One big downside of Rust is that cargo crates can include build.rs custom build instructions which are completely unsandboxed. This is a problem because any kind of supply-chain attack will render your entire computer ruined. I was sticking to a bunch of first-class crates here, but in the future I will probably have to build some kind of constrained build-environment for the platforms with arbitrary code execution on dev machines: npm, cargo, pip, and so on.

Embedding Models

[edit | edit source]

It turns out there are a lot of these models that run quite well on a CPU for a corpus of this small size. I considered:

I'd have to make some trade-offs since the various models had different functionality

Open-weight embedding models considered
Model Max tokens Dim Notes
BAAI/bge-small-en-v1.5 512 384 Loads as-is via candle's stock BertModel.
BAAI/bge-base-en-v1.5 ← in use 512 768 Same
BAAI/bge-large-en-v1.5 512 1024 Same
mixedbread-ai/mxbai-embed-large-v1 512 1024 (Matryoshka → 768/512/256) Same. Output vector can be client-side truncated
nomic-ai/nomic-embed-text-v1.5 8192 768 (Matryoshka → 512/256/128/64) Doesn't work with stock. Uses rotary position embeddings

If I want my documents properly embedded, I need a large context-size, but the rotary embeddings aren't supported natively in upstream candle, so I decided I'd settle for the simplest model that would work. I decided to just start with bge-base-en-v1.5 and if it was good enough I'd use it.

Context Limits

[edit | edit source]

The BERT models only use the first 512 tokens of context, which is roughly the first 1.8k characters or so. So it's better on shorter documents than longer documents. This led to quite a few documents going missing, but then I realized something. I have a <meta> description tag on each of the posts that's formed using Claude to summarize the document. I could chunk each document and store k vectors for each chunk and max-merge them all, but perhaps it would be sufficient to max-merge the document text to the extent it was in there and the description tag that is built by an LLM. Surprisingly, this worked quite well and I'm just going to stick to using it this way.
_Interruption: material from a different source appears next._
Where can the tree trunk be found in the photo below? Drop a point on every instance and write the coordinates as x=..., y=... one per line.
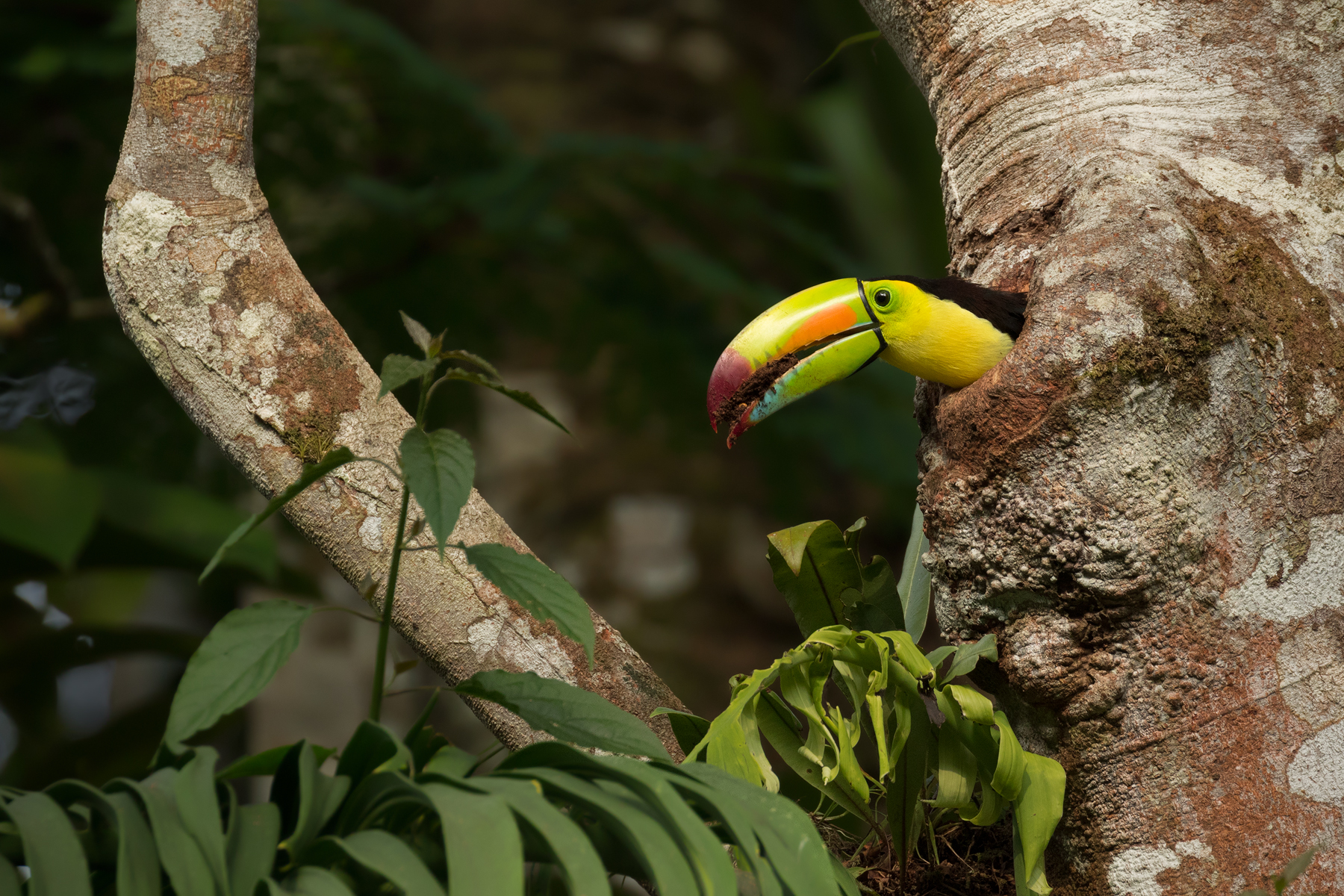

The description tag is something I have a bot called Special:Contributions/AutoDescriptor AutoDescriptor that goes around writing the descriptions, but I override or write them myself where necessary.

Structure

[edit | edit source]

So in the end what I settled for is:

  • a Semantic Search Service that holds all the vectors and the embeddings and so on. This has all the model code, and the embedded data, and responds to queries.
  • a Mediawiki plugin that has:
    • a hook that re-embeds on update
    • an inline search hook that appends queries after 3 characters or more are typed by querying the semantic search service
    • a search hook that adds the semantic search results to the bottom of the search results page as well

And the results are quite nice. The whole thing works super-fast because the corpus is small and the model is light enough to not get bottlenecked. Overall, I'm quite pleased with the outcome!